1. Understand the Chemistry

* NH₃ (Ammonia): A weak base.

* NH₄Cl (Ammonium chloride): The salt of a weak base (NH₃) and a strong acid (HCl). This salt will hydrolyze in water, producing H⁺ ions and making the solution acidic.

2. Set up the Equilibrium

The relevant equilibrium is the hydrolysis of the ammonium ion (NH₄⁺):

NH₄⁺(aq) + H₂O(l) ⇌ NH₃(aq) + H₃O⁺(aq)

3. Calculate the Initial Concentrations

* [NH₄⁺]:

- Molar mass of NH₄Cl = 53.49 g/mol

- Moles of NH₄Cl = 0.535 g / 53.49 g/mol = 0.01 mol

- [NH₄⁺] = 0.01 mol / 0.05 L = 0.2 M

* [NH₃]:

- [NH₃] = 0.1 M (given)

4. Use the ICE Table

| | NH₄⁺ | H₂O | NH₃ | H₃O⁺ |

|-------------|----------|----------|----------|----------|

| Initial (I) | 0.2 M | | 0.1 M | 0 |

| Change (C) | -x | | +x | +x |

| Equilibrium (E) | 0.2-x | | 0.1+x | x |

5. Write the Equilibrium Expression

Kₐ for NH₄⁺ is 5.6 x 10⁻¹⁰ (you can find this value in a table of acid dissociation constants)

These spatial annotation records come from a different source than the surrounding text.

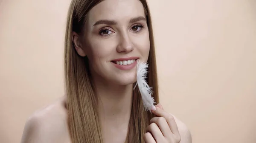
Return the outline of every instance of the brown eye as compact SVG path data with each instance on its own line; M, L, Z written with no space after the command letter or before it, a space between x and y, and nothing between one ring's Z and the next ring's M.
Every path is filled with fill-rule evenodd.
M132 27L132 30L134 31L137 31L137 30L138 30L138 26L135 26Z
M102 31L102 34L105 35L107 35L108 34L108 30L104 30Z

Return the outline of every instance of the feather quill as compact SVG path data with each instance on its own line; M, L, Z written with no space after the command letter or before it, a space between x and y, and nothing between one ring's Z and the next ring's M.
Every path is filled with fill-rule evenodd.
M138 61L137 63L137 82L134 88L136 85L138 86L141 95L144 109L145 111L149 110L151 112L151 107L155 103L154 98L151 96L153 94L152 88L149 87L146 81L148 73L147 70L148 67L148 64Z

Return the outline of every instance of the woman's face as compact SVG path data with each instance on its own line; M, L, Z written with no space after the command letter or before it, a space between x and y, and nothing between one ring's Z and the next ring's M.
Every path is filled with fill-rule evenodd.
M118 84L135 82L137 61L146 62L150 48L142 3L105 0L89 11L87 20L81 55L87 56L92 76Z

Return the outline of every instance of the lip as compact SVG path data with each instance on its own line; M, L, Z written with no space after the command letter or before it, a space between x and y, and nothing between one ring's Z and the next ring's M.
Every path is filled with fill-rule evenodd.
M113 65L115 67L116 67L120 70L130 70L133 69L136 66L136 65L137 64L137 62L138 62L138 59L139 59L139 58L135 58L135 59L134 58L130 59L130 58L121 58L121 59L116 59L114 61L113 60L112 61L121 61L128 60L131 60L131 59L136 59L135 62L131 64L128 64L128 65L125 65L117 64L116 64L116 63L115 63L114 62L113 62L112 61L111 61L111 63L112 63L112 64L113 64Z
M127 61L127 60L131 60L131 59L136 59L137 60L139 58L140 58L138 57L132 56L132 57L129 57L129 58L123 58L116 59L113 59L113 60L112 60L111 61Z

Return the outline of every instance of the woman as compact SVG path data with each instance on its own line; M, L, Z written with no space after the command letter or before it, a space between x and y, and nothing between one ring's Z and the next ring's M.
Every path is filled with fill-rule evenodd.
M145 0L72 0L67 96L29 118L22 143L191 143L183 123L160 104L152 113L144 111L133 90L137 62L147 62L147 81L158 102L151 24Z

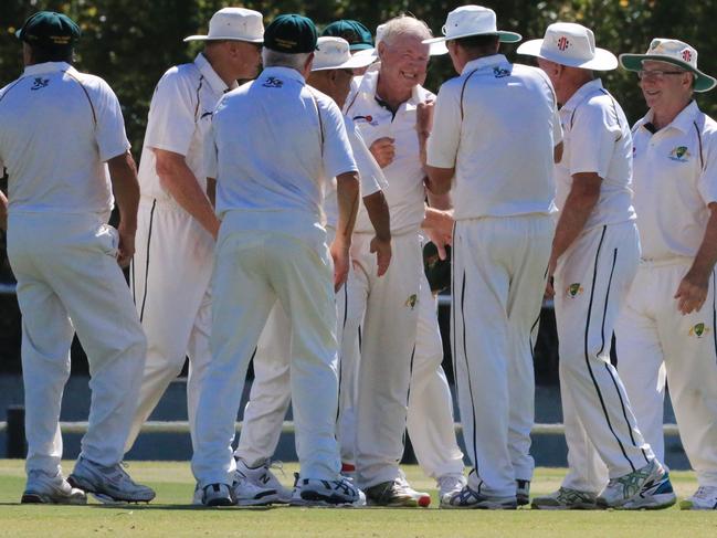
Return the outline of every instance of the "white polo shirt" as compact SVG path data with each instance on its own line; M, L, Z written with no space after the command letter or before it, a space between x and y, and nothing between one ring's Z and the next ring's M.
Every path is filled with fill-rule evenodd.
M572 94L560 108L560 123L565 146L556 165L558 208L565 207L574 173L594 172L602 178L600 199L583 231L633 220L630 125L600 78Z
M217 103L229 89L201 53L192 63L171 67L159 80L149 105L139 162L138 177L143 196L161 201L172 200L159 182L152 148L184 156L187 166L194 172L202 190L207 190L204 136Z
M634 204L645 260L693 257L717 202L717 123L694 101L654 135L632 129Z
M287 67L267 67L224 95L205 156L217 214L241 212L232 225L245 230L321 226L323 178L357 171L341 110Z
M348 135L351 150L354 151L354 159L359 169L359 179L361 181L361 198L371 196L381 189L384 189L388 183L386 177L381 171L381 167L366 147L366 143L361 137L361 131L358 126L349 118L344 116L346 125L346 134ZM326 213L326 224L336 228L338 225L338 201L336 199L336 178L331 178L329 184L326 186L326 193L324 196L324 212ZM359 203L358 214L356 217L355 232L372 232L373 226L368 217L368 211L362 203Z
M393 115L377 101L378 78L379 71L367 72L361 77L356 95L346 106L346 114L359 126L368 147L378 138L394 139L396 157L382 169L388 181L383 193L391 212L391 231L404 233L418 230L425 214L425 172L421 165L415 118L418 104L434 95L417 85L411 98Z
M129 149L119 102L65 62L30 65L0 91L0 167L10 212L108 214L105 162Z
M468 62L441 86L428 163L454 168L456 220L551 213L553 147L561 140L552 85L502 54Z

Kₐ = [NH₃][H₃O⁺] / [NH₄⁺] = (0.1+x)(x) / (0.2-x)

6. Make Approximations

Since Kₐ is very small, we can assume that x is negligible compared to 0.1 and 0.2. This simplifies the equation:

5.6 x 10⁻¹⁰ ≈ (0.1)(x) / 0.2

7. Solve for x

x = [H₃O⁺] ≈ 1.12 x 10⁻⁹ M

8. Calculate pH

pH = -log[H₃O⁺] = -log(1.12 x 10⁻⁹) ≈ 8.95

Therefore, the pH of the solution is approximately 8.95.